AI Algorithm-Based Two-Stage Optimal Design Methodology of High-Efficiency CLLC Resonant Converters for the Hybrid AC-DC Microgrid Applications

• Published in: IEEE transactions on industrial electronics (1982) Vol. 66; no. 12; pp. 9756 - 9767
• Main Authors: Zhao, Bin, Zhang, Xin, Huang, Jingjing
• Format: Journal Article
• Language: English
• Published: New York IEEE 01.12.2019; The Institute of Electrical and Electronics Engineers, Inc. (IEEE)
• Subjects: Air gaps; Algorithms; Artificial intelligence; Artificial intelligence (AI) algorithm; CLLC resonant converter; Computer simulation; Conduction losses; Core loss; Design methodology; Design optimization; Distributed generation; Electric converters; Energy conversion efficiency; Energy management; hybrid ac–dc microgrid; Inductance; Leakage; magnetic design; Magnetic resonance; Mathematical analysis; Mathematical model; Microgrids; Optimization; Power loss; Power transfer; Resonant converters; Switches; total power loss; Transformers; Winding
• ISSN: 0278-0046; 1557-9948
• DOI: 10.1109/TIE.2019.2896235

Thanks to the advantages of high power density and the capacity of bidirectional power transfer, the CLLC resonant converter is widely used in the hybrid ac-dc microgrid as a dc transformer to interlink the ac and dc bus.
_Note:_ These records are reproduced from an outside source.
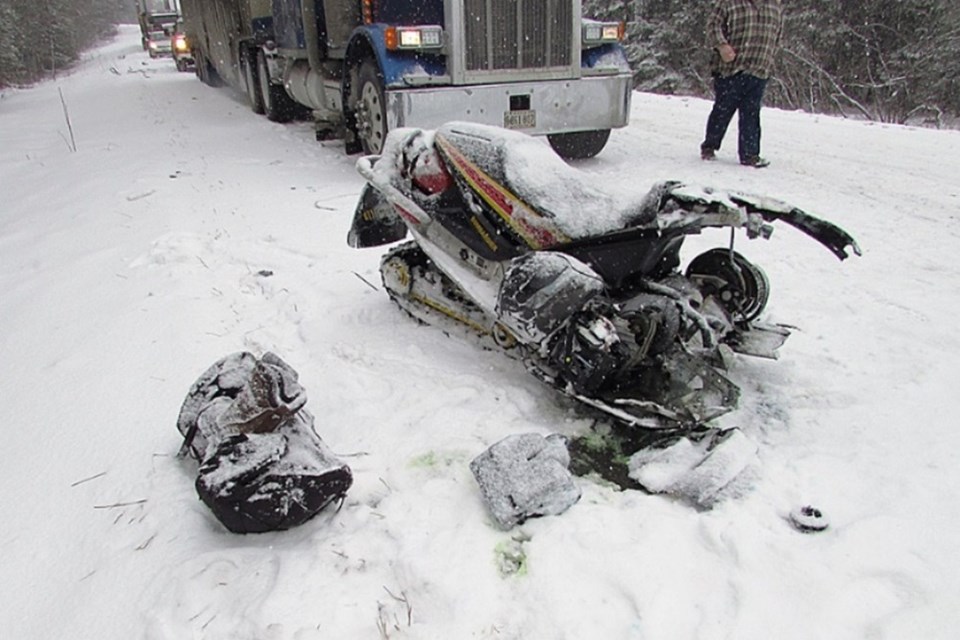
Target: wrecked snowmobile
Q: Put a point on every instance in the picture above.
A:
(513, 245)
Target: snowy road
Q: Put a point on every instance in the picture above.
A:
(185, 228)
Since the voltages of ac and dc bus are controlled by the energy management system, the CLLC resonant converter operates under open-loop condition, which means the switching frequency and duty cycle are fixed. As a result, in the hybrid ac-dc microgrid applications, for the CLLC converter, the main concern is not the voltage regulation but the conversion efficiency. This paper focuses on the total power loss optimization and the magnetic design of the CLLC resonant converter based on artificial intelligence (AI) algorithm. In order to optimize the total power loss, an AI algorithm-based two-stage optimal design method is proposed. In the first stage, the total power loss, including the driving loss, turn- off loss, conduction loss of the switches, the power loss of the resonant capacitances, and copper and core loss of the transformer are optimized by the proposed AI algorithm, GA+PSO, and the optimal parameters, including the leakage inductances ( L r 1 and L r 2 ), magnetizing inductance ( L m ), and resonant capacitances ( C r 1 and C r 2 ) are derived. In the second stage, the optimal leakage inductances and magnetizing inductance are realized by setting proper distance between the primary winding and the secondary winding ( d w ), and the thickness of the air gap ( d a ). As for the magnetic design, in this paper, the leakage inductances of a planar transformer are used as the resonant inductances. The equations of d w and d a to achieve the optimal leakage inductances and magnetizing inductance are derived. Both the proposed optimal design method and the equations of d w and d a are validated by simulations and experiments.